Bap1-KO Mouse

BAP1, short for BRCA1-Associated Protein 1, is a ubiquitin carboxy-terminal hydrolase functioning as a tumor suppressor. It utilizes its deubiquitinating activity to regulate multiple processes such as DNA damage repair, cell cycle control, chromatin modification, programmed cell death, and the immune response [1]. BAP1-associated pathways are crucial in maintaining normal cellular functions, and its dysregulation can lead to various cancers.

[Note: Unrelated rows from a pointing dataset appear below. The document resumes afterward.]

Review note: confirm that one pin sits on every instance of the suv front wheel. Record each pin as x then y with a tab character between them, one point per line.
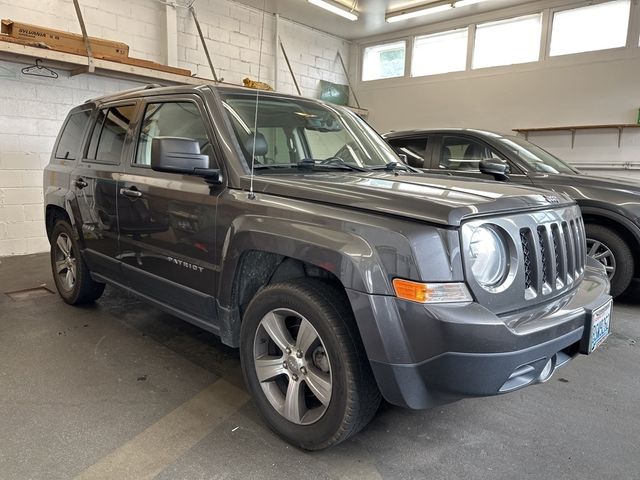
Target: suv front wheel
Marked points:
610	249
304	363
70	272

Mutations in the BAP1 gene are commonly associated with aggressive cancers like uveal melanoma, malignant mesothelioma, renal cell carcinoma, and cutaneous melanoma. Germline mutations in BAP1 have been established as a tumor predisposition syndrome, increasing the risk of hereditary, early-onset cancers [1]. Functional studies show that BAP1 decreases histone 2A ubiquitination (H2Aub) occupancy on the SLC7A11 promoter, repressing its expression and leading to elevated lipid peroxidation and ferroptosis, thereby inhibiting tumor development [2]. In CRISPR-engineered human liver organoids, BAP1 loss-of-function led to the loss of epithelial characteristics and increased motility, and restoring its catalytic activity in the nucleus rescued these changes. In a multi-mutation genetic background, BAP1 loss resulted in the acquisition of malignant features upon xenotransplantation, indicating its key role in maintaining epithelial identity through chromatin accessibility regulation [3].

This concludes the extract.